Ao elevar o debate ao nível constitucional, os deputados buscam dificultar o questionamento jurídico, uma vez que o controle de constitucionalidade sobre emendas possui ritos muito mais complexos.
O foco central da proposta é a concessão de um perdão amplo para os detidos em decorrência dos eventos de janeiro de 2023 passado.
Além disso, o texto serve como uma sinalização política de força, tentando estender o benefício a lideranças que hoje enfrentam restrições judiciais severas.
VOZES DO EMBATE:
“Não há outro caminho se não a alteração do texto maior para que não haja questionamentos”, afirmou o líder da bancada articuladora ao iniciar a coleta de assinaturas.
Segundo ele, a justificativa da nova proposta cita nominalmente decisões recentes da suprema corte como o motor da iniciativa.
Por outro lado, parlamentares da base governista e juristas críticos à medida, alertam que usar a Constituição para anistiar crimes contra o próprio Estado de Direito, pode gerar um precedente perigoso e uma crise institucional sem precedentes.

DADOS OFICIAIS
- Assinaturas Necessárias: 171 para o protocolo inicial na Câmara.
- Rito de Aprovação: Quórum qualificado em dois turnos em ambas as Casas.
- Beneficiados Potenciais: Centenas de indivíduos condenados ou sob investigação.
- Impacto Político: Inserção do tema na pauta prioritária da oposição para o próximo semestre.
O CAMINHO À FRENTE: A coleta de assinaturas é apenas o primeiro passo de uma jornada que exige articulação pesada.
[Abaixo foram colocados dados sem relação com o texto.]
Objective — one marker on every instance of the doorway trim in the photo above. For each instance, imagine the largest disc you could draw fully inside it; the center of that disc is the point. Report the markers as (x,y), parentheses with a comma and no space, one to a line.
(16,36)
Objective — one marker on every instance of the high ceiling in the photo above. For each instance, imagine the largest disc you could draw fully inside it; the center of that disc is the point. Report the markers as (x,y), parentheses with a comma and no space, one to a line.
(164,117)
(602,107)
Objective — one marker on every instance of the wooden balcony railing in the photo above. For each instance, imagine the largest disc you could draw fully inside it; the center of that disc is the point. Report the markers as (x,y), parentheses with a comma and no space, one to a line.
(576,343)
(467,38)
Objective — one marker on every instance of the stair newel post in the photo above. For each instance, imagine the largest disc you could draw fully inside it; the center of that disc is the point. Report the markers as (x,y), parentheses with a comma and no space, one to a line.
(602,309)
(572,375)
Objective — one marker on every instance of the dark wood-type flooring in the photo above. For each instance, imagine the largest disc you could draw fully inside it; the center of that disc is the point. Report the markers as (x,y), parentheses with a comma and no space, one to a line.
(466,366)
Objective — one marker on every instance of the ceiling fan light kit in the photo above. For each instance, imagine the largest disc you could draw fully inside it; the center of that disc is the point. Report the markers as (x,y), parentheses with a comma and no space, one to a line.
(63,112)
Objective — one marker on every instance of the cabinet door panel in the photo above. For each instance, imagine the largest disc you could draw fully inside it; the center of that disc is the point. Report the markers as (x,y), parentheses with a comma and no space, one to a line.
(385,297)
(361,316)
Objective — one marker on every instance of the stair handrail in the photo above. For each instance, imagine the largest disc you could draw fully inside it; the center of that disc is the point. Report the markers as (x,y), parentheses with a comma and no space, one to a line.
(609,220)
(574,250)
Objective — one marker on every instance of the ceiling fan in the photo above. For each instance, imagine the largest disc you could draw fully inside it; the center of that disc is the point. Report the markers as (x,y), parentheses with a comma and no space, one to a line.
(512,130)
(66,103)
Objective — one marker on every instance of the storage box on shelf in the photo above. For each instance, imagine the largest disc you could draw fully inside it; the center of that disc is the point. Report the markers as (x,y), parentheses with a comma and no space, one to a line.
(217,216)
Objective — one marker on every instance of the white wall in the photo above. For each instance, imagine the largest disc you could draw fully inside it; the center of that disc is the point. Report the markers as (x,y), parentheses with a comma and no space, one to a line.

No entanto, o movimento já cumpre seu papel de “combustível” para a base eleitoral da oposição, que enxerga na medida um ato de resistência contra o que chamam de ativismo judicial.
Enquanto os documentos circulam pelos gabinetes, o país observa se o Congresso terá força para dobrar a resistência do Judiciário através da caneta constitucional.
A Constituição não deve ser um puxadinho de conveniências. Quando o Legislativo usa a PEC como arma de revanchismo contra o Judiciário, quem perde é a estabilidade das instituições.
Perdoar atos que atentaram contra a democracia via emenda constitucional é uma manobra ousada que pode, no fim das contas, aprofundar o abismo entre os Poderes. O diálogo morreu; agora só resta o xadrez das assinaturas.